NEW DELHI, June 5 (Reuters) - Indian purchases of wheat from local farmers are set to climb at least 8 percent this year, bolstering government stocks against forecasts of below-average monsoon rains and the specter of a possible El Nino weather pattern.
Poor rains in India, where farmers depend on the annual June-September monsoon to irrigate nearly half their land, typically stoke inflation - a key worry for Prime Minister Narendra Modi's newly formed government.
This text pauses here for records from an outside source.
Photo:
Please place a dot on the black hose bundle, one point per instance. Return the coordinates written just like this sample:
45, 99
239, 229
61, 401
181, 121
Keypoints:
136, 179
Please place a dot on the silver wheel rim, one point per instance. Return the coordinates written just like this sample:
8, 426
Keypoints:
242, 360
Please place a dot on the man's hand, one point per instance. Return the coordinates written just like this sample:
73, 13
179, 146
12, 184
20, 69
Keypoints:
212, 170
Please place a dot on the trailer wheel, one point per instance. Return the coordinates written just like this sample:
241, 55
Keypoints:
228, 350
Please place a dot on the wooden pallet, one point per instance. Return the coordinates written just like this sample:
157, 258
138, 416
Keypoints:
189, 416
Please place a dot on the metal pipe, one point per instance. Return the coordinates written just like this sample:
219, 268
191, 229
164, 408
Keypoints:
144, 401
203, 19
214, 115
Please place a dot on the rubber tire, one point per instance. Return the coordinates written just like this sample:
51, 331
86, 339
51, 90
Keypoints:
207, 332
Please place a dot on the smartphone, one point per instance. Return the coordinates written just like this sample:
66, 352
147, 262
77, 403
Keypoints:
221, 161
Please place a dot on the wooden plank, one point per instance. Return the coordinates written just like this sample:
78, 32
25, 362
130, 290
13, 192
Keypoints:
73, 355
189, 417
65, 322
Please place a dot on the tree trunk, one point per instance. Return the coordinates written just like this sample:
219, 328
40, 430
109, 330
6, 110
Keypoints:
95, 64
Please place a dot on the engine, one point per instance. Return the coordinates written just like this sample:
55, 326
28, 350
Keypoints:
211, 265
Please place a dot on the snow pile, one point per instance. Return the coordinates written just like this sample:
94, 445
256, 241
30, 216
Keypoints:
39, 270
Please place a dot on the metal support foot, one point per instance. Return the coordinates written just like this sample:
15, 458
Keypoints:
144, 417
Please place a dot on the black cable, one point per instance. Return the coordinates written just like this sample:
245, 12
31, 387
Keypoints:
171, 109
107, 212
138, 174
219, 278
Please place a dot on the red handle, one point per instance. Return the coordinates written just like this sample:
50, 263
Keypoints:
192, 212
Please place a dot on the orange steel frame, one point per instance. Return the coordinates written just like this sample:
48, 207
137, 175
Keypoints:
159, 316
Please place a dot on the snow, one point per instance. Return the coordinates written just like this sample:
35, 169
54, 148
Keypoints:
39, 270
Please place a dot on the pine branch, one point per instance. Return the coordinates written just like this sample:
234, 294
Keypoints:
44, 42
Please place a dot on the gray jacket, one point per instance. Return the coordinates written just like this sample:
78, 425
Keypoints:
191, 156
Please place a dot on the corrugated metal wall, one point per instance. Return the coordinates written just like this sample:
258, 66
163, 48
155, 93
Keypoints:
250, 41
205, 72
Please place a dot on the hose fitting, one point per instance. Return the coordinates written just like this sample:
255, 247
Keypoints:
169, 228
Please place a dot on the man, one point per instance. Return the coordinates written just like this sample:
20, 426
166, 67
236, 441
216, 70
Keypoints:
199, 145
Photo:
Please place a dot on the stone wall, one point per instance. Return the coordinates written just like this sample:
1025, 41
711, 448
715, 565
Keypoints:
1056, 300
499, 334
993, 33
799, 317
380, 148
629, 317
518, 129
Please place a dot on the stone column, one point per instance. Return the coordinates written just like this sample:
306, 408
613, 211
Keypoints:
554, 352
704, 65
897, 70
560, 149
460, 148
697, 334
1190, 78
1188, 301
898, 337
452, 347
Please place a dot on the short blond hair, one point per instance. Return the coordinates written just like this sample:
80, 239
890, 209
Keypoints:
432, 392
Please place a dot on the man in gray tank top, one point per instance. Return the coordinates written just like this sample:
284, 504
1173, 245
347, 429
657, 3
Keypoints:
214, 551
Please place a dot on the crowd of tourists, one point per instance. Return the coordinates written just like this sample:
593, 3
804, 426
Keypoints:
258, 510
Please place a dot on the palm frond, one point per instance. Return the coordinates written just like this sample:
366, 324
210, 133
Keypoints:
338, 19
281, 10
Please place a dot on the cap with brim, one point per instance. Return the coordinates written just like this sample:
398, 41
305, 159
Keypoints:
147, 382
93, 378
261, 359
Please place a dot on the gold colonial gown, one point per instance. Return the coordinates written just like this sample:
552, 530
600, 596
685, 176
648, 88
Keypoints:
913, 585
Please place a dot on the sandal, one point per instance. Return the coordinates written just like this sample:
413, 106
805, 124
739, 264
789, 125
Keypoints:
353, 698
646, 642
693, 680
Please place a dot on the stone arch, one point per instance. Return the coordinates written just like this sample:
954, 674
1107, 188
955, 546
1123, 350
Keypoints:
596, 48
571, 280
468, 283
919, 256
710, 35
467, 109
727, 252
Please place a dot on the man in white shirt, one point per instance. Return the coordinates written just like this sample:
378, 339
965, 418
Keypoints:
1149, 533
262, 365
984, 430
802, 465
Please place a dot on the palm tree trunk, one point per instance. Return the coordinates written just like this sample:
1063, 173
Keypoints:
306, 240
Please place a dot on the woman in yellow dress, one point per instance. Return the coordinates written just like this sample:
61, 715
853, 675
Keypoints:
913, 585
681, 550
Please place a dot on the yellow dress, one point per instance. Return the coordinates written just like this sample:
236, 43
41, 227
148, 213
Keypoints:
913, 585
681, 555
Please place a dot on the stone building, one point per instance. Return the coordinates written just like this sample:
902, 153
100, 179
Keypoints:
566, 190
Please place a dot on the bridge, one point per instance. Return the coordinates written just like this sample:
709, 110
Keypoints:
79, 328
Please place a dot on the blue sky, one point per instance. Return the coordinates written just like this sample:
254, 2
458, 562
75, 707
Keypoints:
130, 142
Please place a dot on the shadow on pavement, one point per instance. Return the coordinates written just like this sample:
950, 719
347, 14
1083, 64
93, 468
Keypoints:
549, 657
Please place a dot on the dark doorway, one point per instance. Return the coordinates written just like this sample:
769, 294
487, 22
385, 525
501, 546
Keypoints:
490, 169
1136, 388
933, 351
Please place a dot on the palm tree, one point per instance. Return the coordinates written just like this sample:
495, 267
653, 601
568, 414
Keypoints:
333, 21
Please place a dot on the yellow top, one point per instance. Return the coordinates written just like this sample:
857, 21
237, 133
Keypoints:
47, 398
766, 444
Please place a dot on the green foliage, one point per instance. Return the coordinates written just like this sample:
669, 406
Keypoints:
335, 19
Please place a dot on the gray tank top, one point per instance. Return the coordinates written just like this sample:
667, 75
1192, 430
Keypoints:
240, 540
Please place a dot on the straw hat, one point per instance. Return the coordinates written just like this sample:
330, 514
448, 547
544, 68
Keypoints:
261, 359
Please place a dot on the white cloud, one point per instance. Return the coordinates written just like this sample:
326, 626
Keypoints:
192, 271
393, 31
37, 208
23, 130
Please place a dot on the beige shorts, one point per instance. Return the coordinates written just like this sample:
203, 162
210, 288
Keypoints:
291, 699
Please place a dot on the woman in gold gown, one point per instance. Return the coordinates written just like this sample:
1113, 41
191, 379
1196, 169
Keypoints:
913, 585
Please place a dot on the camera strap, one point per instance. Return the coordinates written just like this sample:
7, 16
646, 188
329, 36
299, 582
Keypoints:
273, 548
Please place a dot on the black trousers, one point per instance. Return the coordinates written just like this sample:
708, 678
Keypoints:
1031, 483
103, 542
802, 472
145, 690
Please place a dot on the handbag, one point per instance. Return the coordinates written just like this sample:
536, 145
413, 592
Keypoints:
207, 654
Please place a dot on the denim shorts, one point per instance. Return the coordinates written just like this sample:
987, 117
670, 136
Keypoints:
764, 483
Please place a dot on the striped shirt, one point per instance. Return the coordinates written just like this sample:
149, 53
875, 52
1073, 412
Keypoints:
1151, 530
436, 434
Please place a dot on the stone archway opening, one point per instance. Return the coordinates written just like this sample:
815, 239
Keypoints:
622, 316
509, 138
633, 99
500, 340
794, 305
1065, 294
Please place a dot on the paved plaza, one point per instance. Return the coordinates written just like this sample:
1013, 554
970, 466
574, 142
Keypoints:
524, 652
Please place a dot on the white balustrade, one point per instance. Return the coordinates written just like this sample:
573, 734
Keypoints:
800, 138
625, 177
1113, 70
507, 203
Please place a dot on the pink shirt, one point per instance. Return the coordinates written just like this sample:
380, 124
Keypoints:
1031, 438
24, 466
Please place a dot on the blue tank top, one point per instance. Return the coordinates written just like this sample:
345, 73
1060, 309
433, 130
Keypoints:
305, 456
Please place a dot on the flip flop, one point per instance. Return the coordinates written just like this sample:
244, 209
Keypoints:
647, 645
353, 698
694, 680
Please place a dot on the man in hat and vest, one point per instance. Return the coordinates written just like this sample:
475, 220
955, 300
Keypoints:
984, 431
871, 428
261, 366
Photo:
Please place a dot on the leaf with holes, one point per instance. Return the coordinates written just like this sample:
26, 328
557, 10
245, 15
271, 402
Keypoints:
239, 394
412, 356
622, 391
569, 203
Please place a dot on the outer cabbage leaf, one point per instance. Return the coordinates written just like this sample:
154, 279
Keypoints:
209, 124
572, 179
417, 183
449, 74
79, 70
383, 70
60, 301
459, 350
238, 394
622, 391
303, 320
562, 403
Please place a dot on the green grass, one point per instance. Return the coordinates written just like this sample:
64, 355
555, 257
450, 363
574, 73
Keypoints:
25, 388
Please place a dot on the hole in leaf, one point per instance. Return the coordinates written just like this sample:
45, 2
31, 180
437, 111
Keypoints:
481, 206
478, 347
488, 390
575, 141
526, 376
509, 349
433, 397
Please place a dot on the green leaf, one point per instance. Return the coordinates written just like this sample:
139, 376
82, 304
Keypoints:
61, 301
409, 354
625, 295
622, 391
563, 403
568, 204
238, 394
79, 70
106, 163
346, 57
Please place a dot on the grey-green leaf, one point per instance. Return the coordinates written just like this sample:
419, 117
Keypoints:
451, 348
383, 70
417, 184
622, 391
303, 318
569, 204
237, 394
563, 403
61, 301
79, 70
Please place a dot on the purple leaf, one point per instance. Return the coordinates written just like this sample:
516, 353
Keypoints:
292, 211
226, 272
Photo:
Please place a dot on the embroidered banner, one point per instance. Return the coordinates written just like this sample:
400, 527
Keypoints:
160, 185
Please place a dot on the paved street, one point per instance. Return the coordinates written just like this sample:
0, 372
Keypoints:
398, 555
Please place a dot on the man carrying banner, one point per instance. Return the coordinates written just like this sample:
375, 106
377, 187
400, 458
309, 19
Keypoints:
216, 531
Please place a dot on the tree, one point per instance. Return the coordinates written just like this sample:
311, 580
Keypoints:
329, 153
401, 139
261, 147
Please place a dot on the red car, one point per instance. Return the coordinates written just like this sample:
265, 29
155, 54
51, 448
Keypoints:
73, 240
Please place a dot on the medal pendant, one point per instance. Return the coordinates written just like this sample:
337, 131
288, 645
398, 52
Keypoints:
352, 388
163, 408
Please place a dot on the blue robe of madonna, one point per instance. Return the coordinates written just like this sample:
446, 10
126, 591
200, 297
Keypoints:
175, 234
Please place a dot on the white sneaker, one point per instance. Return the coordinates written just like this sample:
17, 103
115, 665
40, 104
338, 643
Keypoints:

"Higher procurement this year will add substantially to higher stocks and that gives us a considerable cushion to deal with any price rise if lower monsoon rains affect sentiment, pushing up prices," said a government official who did not wish to be named as he is not authorized to speak with media.
Larger state purchases in the world's second-biggest grain producer could also enable the government to allow more exports if it turns out the wheat is not needed domestically.
India has sold a total of about 11.5-12 million tonnes of wheat overseas in the past two years, dragging on global prices .
India's weather office has already forecast a high chance of El Nino, a weather warming event associated with droughts in some regions.
The monsoon typically arrives on June 1, but rains are late this year with the weather office expecting them to hit the southern Kerala coast over the next day.
Poor rains could thwart government efforts to boost growth which has nearly halved to 5 percent in the past few years and curb inflation that has been running close to double digits.
State procurement agency Food Corp of India has bought 27.6 million tonnes of new-season wheat from local farmers so far this year and will likely purchase a total of 28 million tonnes in the whole of 2014, said a government source, declining to be identified.
The government-backed corporation bought 25.9 million tonnes of wheat from local farmers in 2013.
Unlike rice, Indian farmers grow only one wheat crop a year, with planting from October and harvests in March.
The government buys rice and wheat from local farmers at a fixed price to help boost output, build stocks for its mammoth food welfare programs and to meet any emergency.
India eased a four year-old ban on wheat exports in 2011 by allowing private traders to sell wheat overseas. It later permitted some sales from state-run trading firms.
Shipments totalled 11.5-12 million tonnes in the 2012/13 and 2013/14 fiscal years that end on March 31, with about 6 million tonnes of exports from the Food Corp's warehouses.
The government has forecast a record 95.85 million tonnes of wheat output this year against 93.61 million tonnes in 2013.